Ailsa Bristow’s story “Tides” was published in Metaphorosis on Friday, 31 December 2021.
I wrote the first draft of ”Tides” in 2017. In its first iterations, it was very closely focused on the unnamed protagonist. I’m interested in questions of fate and free will, what we inherit vs. what we choose for ourselves. I wanted to explore a tense relationship between mother and daughter, and explore the urge to rebel against familial duty. And, because my brain is my brain, the idea of a fairytale or myth made the most sense to me.
I’ve always been fascinated by the sea: I remember being told once that growing up in the UK you’re never more than 60 miles from the ocean. I love its beauty and respect its power; and I love the stories and legends that shape the way we look at the sea. I don’t think using the idea of the sea as a personified being was a conscious choice, but something that just clicked for me.
As the story grew and changed under multiple revisions I know that many other themes that interest me worked their way into the story.

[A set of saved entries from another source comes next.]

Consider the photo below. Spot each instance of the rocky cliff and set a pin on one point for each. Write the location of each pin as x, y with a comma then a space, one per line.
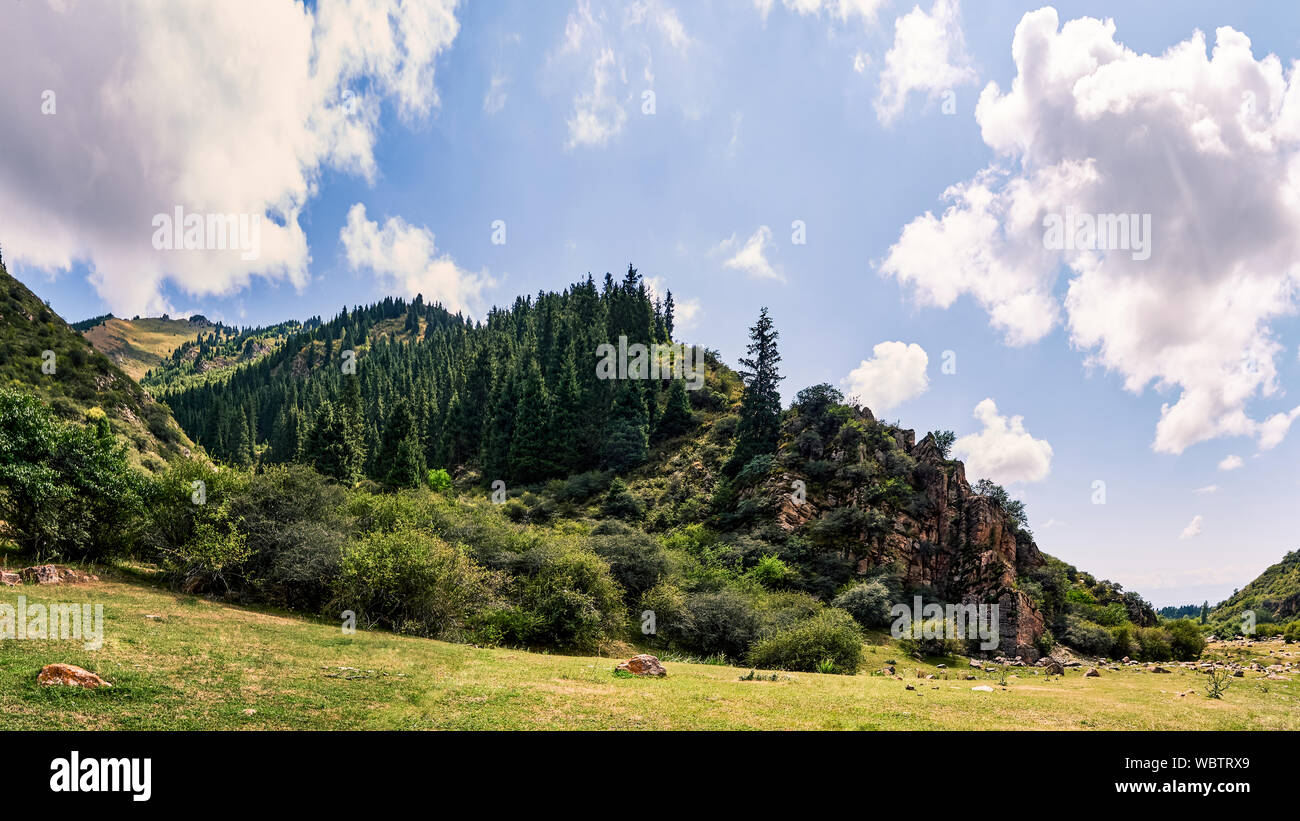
887, 502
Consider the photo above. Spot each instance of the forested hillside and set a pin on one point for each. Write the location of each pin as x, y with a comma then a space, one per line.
390, 390
42, 355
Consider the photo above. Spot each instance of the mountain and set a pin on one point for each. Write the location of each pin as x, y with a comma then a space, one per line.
137, 346
1274, 596
40, 353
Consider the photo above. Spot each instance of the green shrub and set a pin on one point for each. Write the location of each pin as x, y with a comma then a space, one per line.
716, 622
567, 595
1087, 637
414, 582
830, 635
1153, 644
440, 481
636, 560
1186, 641
869, 603
931, 638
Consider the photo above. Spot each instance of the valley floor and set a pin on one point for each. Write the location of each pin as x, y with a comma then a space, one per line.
183, 663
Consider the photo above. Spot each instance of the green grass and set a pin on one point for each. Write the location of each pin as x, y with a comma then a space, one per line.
202, 664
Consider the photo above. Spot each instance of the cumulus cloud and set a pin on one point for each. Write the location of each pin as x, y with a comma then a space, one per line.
1002, 451
220, 107
895, 373
1208, 144
599, 47
928, 56
406, 260
752, 256
1231, 463
1194, 528
685, 312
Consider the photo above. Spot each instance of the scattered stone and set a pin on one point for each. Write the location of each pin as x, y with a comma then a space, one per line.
644, 664
70, 676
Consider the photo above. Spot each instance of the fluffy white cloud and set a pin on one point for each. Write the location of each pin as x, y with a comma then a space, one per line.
406, 259
220, 107
895, 373
1207, 144
1002, 451
597, 47
1231, 463
685, 312
928, 56
752, 256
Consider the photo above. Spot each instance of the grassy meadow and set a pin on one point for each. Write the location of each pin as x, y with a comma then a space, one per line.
185, 663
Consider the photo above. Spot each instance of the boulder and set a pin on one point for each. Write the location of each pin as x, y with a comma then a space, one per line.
40, 574
69, 676
644, 664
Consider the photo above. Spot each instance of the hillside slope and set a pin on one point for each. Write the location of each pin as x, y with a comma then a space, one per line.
1274, 595
137, 346
40, 353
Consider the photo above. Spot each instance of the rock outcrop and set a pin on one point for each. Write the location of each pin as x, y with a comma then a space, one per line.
947, 541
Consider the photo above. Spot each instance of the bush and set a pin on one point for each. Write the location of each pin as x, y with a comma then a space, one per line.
1186, 641
440, 481
869, 603
931, 638
831, 634
290, 517
1153, 644
567, 598
414, 582
716, 622
636, 560
1087, 637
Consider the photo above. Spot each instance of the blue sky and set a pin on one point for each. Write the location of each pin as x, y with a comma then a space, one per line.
763, 114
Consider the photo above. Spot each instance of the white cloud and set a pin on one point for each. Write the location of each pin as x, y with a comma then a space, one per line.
1004, 451
865, 11
928, 55
406, 260
1208, 146
895, 373
685, 312
1231, 463
752, 257
225, 107
599, 46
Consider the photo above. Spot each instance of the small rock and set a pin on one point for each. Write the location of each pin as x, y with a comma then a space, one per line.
644, 664
70, 676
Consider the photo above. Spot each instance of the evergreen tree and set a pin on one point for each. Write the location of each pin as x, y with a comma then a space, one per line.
761, 408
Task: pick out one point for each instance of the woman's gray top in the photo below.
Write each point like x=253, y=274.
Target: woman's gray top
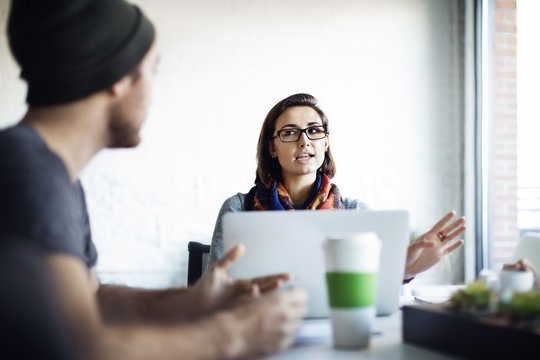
x=236, y=203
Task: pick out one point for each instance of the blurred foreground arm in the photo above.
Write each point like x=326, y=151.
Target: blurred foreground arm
x=214, y=290
x=254, y=324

Both the protagonist and Adam have left their homes, and I look at the way they try to make a new home together in a place that neither of them belong to. I can see a lot of my own climate anxiety and feelings of powerlessness come through in Adam—the question that echoes beneath this story is, perhaps, what are we willing to sacrifice in order to do the right thing? Adam says all the right words, but it is the protagonist who ultimately gives up the things she has fought for so fiercely.
As a writer, I love working on the stories that feel like a mystery to me as they are being written. The process of revising this story has been a process of getting clearer and clearer about who these characters are, and why they make the choices they make. That these characters continue to live and breathe in my imagination, four years after they first took root there, seems to me part of the magic of being a writer.